Trace history -- GET /api/traces
Query persisted trace history from the Redis Stream. Returns traces in reverse chronological order (newest first).
| Parameter | Description | Default |
|---|---|---|
count |
Number of traces to return (1--1000) | 200 |
domain |
Filter by domain name | all |
stream |
Filter by stream category | all |
event |
Filter by event type | all |
message_id |
Filter by message ID (lifecycle lookup) | all |
# Recent 200 traces
curl http://localhost:9000/api/traces
# Last 50 traces for a specific domain
curl "http://localhost:9000/api/traces?count=50&domain=identity"
# Trace the lifecycle of a specific message
curl "http://localhost:9000/api/traces?message_id=abc-123-def"
The message_id filter returns all trace events for a single message across
its entire lifecycle (handler.started, handler.completed, message.acked, etc.),
making it useful for debugging individual message flows.
{
"traces": [
{
"event": "handler.completed",
"domain": "identity",
"stream": "identity::customer",
"message_id": "abc-123",
"message_type": "CustomerRegistered",
"status": "ok",
"handler": "CustomerProjector",
"duration_ms": 12.5,
"timestamp": "2025-01-15T10:30:00Z",
"_stream_id": "1705312200000-0"
}
],
"count": 1
}
Trace statistics -- GET /api/traces/stats
Aggregated statistics over a time window, including event type breakdown, error rate, and average handler latency.
| Parameter | Description | Default |
|---|---|---|
window |
Time window: 5m, 15m, 1h, 24h, or 7d |
5m |
# Stats for the last 5 minutes
curl http://localhost:9000/api/traces/stats
# Stats for the last 24 hours
curl "http://localhost:9000/api/traces/stats?window=24h"
{
"window": "5m",
"counts": {
"handler.started": 42,
"handler.completed": 40,
"handler.failed": 2,
"message.acked": 40,
"outbox.published": 15
},
"error_count": 2,
"error_rate": 1.44,
"avg_latency_ms": 8.75,
"total": 139
}
The error_rate is the percentage of trace events that are error types
(handler.failed or message.dlq).

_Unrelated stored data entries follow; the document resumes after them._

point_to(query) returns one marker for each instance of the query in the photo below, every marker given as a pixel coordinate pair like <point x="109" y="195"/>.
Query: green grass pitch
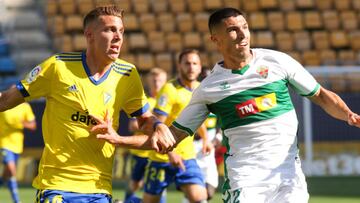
<point x="27" y="195"/>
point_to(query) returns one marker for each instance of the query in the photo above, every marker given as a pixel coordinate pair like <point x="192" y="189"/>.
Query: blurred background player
<point x="12" y="124"/>
<point x="155" y="79"/>
<point x="178" y="166"/>
<point x="206" y="161"/>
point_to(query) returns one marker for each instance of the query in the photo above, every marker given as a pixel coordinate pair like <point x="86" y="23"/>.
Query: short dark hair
<point x="186" y="52"/>
<point x="110" y="10"/>
<point x="217" y="16"/>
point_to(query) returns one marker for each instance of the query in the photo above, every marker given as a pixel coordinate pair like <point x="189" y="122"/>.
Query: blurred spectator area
<point x="24" y="40"/>
<point x="321" y="33"/>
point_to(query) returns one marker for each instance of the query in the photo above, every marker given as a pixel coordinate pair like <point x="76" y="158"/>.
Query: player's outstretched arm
<point x="335" y="106"/>
<point x="161" y="140"/>
<point x="10" y="98"/>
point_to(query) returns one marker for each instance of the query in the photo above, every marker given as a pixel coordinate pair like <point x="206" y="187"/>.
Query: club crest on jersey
<point x="73" y="88"/>
<point x="31" y="77"/>
<point x="162" y="100"/>
<point x="256" y="105"/>
<point x="263" y="71"/>
<point x="224" y="85"/>
<point x="107" y="97"/>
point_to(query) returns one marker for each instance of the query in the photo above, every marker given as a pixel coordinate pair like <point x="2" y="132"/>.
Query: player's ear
<point x="214" y="38"/>
<point x="87" y="33"/>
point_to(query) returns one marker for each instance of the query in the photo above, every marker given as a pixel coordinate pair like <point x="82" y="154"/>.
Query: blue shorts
<point x="8" y="156"/>
<point x="59" y="196"/>
<point x="160" y="175"/>
<point x="138" y="165"/>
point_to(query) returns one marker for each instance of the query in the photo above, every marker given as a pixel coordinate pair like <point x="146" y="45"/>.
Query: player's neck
<point x="96" y="65"/>
<point x="237" y="62"/>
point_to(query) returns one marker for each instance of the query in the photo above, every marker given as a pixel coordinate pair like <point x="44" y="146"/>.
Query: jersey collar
<point x="87" y="70"/>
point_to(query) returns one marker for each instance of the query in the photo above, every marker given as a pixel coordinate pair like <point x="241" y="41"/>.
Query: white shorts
<point x="292" y="191"/>
<point x="208" y="167"/>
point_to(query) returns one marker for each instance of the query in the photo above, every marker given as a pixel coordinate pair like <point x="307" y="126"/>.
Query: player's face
<point x="108" y="35"/>
<point x="232" y="37"/>
<point x="190" y="67"/>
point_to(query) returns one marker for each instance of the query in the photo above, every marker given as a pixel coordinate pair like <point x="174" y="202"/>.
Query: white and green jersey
<point x="256" y="115"/>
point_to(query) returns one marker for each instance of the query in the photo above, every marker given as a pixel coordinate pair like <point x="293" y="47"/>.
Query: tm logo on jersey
<point x="83" y="118"/>
<point x="256" y="105"/>
<point x="73" y="88"/>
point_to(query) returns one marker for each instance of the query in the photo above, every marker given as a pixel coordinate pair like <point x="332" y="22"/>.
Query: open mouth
<point x="115" y="48"/>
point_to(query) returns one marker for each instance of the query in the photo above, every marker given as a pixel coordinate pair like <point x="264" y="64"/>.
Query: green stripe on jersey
<point x="225" y="142"/>
<point x="228" y="111"/>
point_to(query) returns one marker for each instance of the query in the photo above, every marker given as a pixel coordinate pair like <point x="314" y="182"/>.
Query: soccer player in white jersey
<point x="79" y="88"/>
<point x="248" y="92"/>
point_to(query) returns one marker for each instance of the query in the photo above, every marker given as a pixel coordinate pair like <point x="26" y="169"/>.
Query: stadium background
<point x="324" y="35"/>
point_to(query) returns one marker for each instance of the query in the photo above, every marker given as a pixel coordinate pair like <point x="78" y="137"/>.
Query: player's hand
<point x="354" y="119"/>
<point x="176" y="160"/>
<point x="162" y="140"/>
<point x="104" y="130"/>
<point x="207" y="148"/>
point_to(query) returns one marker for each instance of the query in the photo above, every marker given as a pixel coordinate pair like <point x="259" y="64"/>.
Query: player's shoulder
<point x="123" y="67"/>
<point x="67" y="56"/>
<point x="270" y="55"/>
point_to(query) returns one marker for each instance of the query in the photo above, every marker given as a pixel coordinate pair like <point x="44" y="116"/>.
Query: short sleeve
<point x="135" y="101"/>
<point x="194" y="114"/>
<point x="38" y="81"/>
<point x="29" y="114"/>
<point x="299" y="78"/>
<point x="165" y="100"/>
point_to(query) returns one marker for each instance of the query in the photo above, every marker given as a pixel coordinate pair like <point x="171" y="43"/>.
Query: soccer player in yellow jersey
<point x="12" y="124"/>
<point x="155" y="79"/>
<point x="180" y="165"/>
<point x="80" y="88"/>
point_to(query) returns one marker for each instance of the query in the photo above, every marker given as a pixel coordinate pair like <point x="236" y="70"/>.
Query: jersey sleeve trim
<point x="141" y="111"/>
<point x="312" y="93"/>
<point x="188" y="130"/>
<point x="158" y="111"/>
<point x="22" y="89"/>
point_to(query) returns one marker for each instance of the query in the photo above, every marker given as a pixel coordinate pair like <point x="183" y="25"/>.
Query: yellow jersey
<point x="73" y="159"/>
<point x="140" y="152"/>
<point x="171" y="100"/>
<point x="11" y="127"/>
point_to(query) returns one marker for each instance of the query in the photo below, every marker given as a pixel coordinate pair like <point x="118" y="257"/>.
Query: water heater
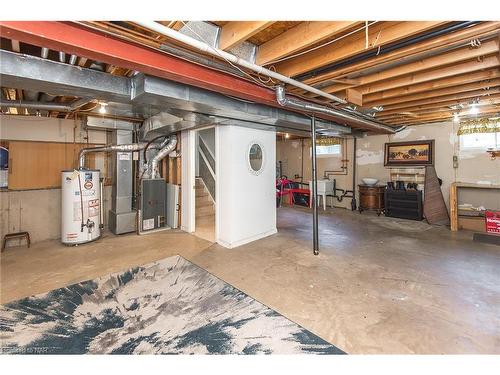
<point x="80" y="218"/>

The avg_latency_ms is calculated from
handler.completed events only.
Subscriptions -- GET /api/subscriptions
Subscription lag status for all domains. Returns per-subscription lag, pending count, DLQ depth, and summary aggregation. Works without the engine running -- queries infrastructure directly.
curl http://localhost:9000/api/subscriptions
{
"identity": {
"status": "ok",
"subscriptions": [
{
"name": "identity-customer-projector-customer",
"handler_name": "CustomerProjector",
"subscription_type": "event_store",
"stream_category": "customer",
"lag": 0,
"pending": 0,
"current_position": "42",
"head_position": "42",
"status": "ok",
"consumer_count": 0,
"dlq_depth": 0
}
],
"summary": {
"total": 3,
"ok": 2,
"lagging": 1,
"unknown": 0,
"total_lag": 5,
"total_pending": 3,
"total_dlq": 0
}
}
}
DLQ Messages -- GET /api/dlq
List dead letter queue messages across all subscriptions. Returns messages sorted by failure time (newest first).

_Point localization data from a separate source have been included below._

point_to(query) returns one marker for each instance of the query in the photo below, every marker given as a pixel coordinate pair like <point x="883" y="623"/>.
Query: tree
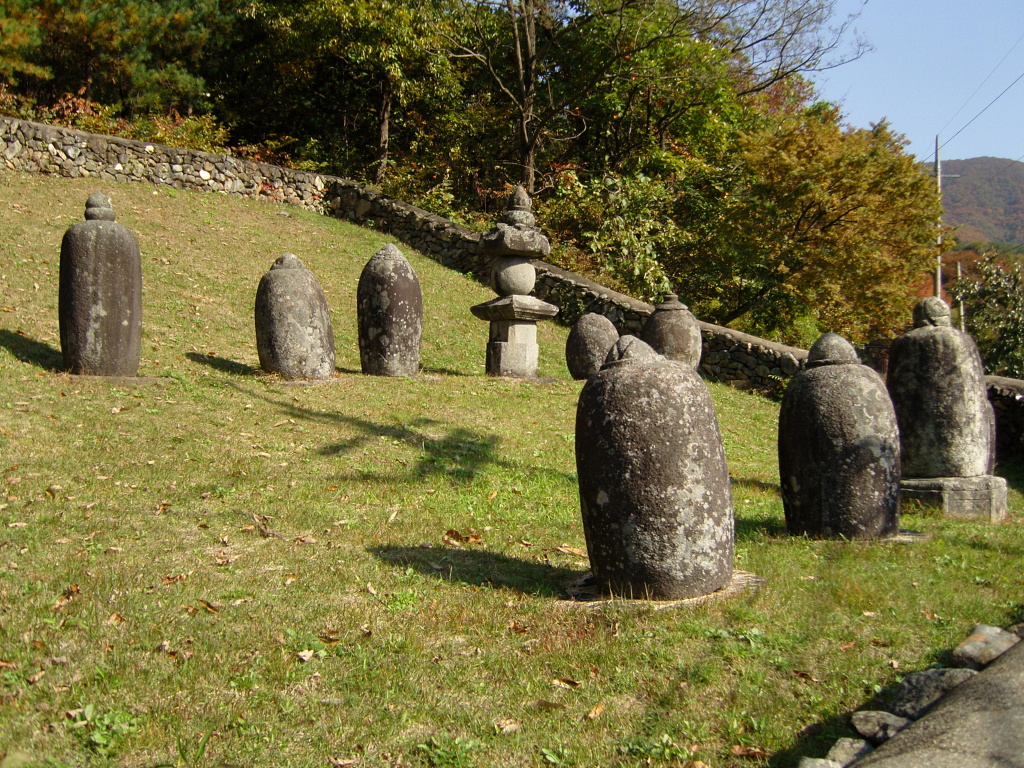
<point x="836" y="223"/>
<point x="994" y="314"/>
<point x="546" y="57"/>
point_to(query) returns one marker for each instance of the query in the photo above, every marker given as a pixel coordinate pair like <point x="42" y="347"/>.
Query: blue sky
<point x="930" y="56"/>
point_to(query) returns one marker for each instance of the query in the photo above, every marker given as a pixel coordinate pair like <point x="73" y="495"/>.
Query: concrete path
<point x="979" y="724"/>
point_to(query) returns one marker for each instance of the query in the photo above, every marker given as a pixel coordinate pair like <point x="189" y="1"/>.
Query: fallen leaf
<point x="566" y="550"/>
<point x="811" y="729"/>
<point x="507" y="725"/>
<point x="748" y="752"/>
<point x="806" y="676"/>
<point x="565" y="682"/>
<point x="543" y="704"/>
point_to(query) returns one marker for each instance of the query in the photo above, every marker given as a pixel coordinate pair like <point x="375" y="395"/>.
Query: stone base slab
<point x="982" y="498"/>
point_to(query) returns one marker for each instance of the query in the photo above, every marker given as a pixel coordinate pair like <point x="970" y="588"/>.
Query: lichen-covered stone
<point x="653" y="484"/>
<point x="937" y="384"/>
<point x="588" y="344"/>
<point x="294" y="335"/>
<point x="100" y="295"/>
<point x="389" y="306"/>
<point x="839" y="448"/>
<point x="673" y="331"/>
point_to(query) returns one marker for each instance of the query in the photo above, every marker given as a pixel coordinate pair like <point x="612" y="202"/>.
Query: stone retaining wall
<point x="728" y="355"/>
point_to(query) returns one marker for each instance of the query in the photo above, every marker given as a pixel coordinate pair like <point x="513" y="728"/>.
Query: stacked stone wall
<point x="34" y="147"/>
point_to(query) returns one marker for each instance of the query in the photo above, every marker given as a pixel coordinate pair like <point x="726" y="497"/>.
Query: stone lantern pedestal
<point x="512" y="347"/>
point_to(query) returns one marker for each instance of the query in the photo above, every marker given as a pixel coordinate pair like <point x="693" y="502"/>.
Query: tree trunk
<point x="387" y="96"/>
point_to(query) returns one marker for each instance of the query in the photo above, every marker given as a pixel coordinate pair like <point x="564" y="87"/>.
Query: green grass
<point x="219" y="567"/>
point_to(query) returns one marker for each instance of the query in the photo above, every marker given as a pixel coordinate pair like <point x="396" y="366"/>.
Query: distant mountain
<point x="984" y="199"/>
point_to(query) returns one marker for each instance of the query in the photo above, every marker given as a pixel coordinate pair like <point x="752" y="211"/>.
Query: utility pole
<point x="938" y="181"/>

| Parameter | Description | Default |
|---|---|---|
subscription |
Filter by stream category | all |
limit |
Maximum messages to return | 100 |
# List all DLQ messages
curl http://localhost:9000/api/dlq
# Filter by subscription
curl "http://localhost:9000/api/dlq?subscription=order&limit=50"
{
"entries": [
{
"dlq_id": "1705312200000-0",
"original_id": "abc-123",
"stream": "order",
"consumer_group": "tests.order_handler.OrderEventHandler",
"payload": {"type": "OrderPlaced", "data": {"order_id": "123"}},
"failure_reason": "ConnectionError: database unavailable",
"failed_at": "2025-01-15T10:30:00Z",
"retry_count": 3,
"dlq_stream": "order:dlq"
}
],
"total": 1,
"subscriptions": ["order", "payment"]
}
DLQ Inspect -- GET /api/dlq/{dlq_id}
Inspect a single DLQ message with full payload details.
curl http://localhost:9000/api/dlq/1705312200000-0
DLQ Replay -- POST /api/dlq/{dlq_id}/replay
Replay a single DLQ message back to its original stream for reprocessing.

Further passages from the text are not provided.